The Best Pick-me-up

known to the writer is “the Boy, the whole Boy, and nothing but the Boy.” ’Tis an expensive restorative, no doubt; but, just as you cannot make an omelette without breaking eggs, so are most of our pleasant vices more or less costly in the long-run. Champagne, i.e. genuine champagne, is about the most valuable restorative known to science, and has—I believe, though this is not within my own experience—saved the lives of sufferers from the “black death,” cholera. Whether blended with beaten eggs, bitters, or brandy, or in his pure natural beauty, there is, believe me, no such effectual sorrow-chaser as “The Boy.”

Anchovy Toast.

The next best restorer of the faculties is a quasi-solid; and the recipe for its con­coc­tion has already been given in Cakes and Ale. As, {205} how­ever, a portion of the public may be fated to enjoy the ale with­out the cakes, here it is again.

First and foremost, bear in mind that this appetizer must not be made in the kitchen. It comes under the heading of “parlour cookery,” and can even be man­u­fac­tured in the bedroom of the sufferer.

A hot-water plate is necessary for the operator, or, better still, a slop-basin filled with water as near the boiling point as possible, with a plate placed atop. Melt on this plate a piece of butter about the size of a walnut, and when the butter is oiled stir therein with a fork the beaten yolk of one egg. Keep on the stir, and add, gradually, a dessert spoonful of essence of anchovies. Add cayenne, according to your disposition, or indisposition, and then you will be ready for a nice strip or two of delicately-browned toast, brought up hot from the kitchen fire. Soak the toast in the mixture, and eat as much as you can.

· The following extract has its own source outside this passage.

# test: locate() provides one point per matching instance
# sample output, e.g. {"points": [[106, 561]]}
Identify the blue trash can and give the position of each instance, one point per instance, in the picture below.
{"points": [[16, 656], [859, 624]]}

Above is the estimate for one invalid. It is essentially a pick-me-up for a bachelor—benedicts never require these things—and if, whilst in barracks, or chambers, Jack, Tom, and Harry should call, the proportions of the ingredients must, of course, be increased. A glass or two of the Boy will be found to go down excellent well with this toast, the secret of which I learnt long years ago, in British India. It is not a dish for the dinner-table.

A

Baltimore Egg Nogg

reads like a “large order.” It is said by its {206} author to be “an excellent drink for debilitated people, and a nourishing diet for consumptives.” And he would be a Good Samaritan, who would wait outside the big gates of Holloway Castle, on a Monday morning, in order to administer the nogg, in full doses, to the starved captives on their release. It would also, I should imagine, make an excellent hospital drink, for a score or so of patients.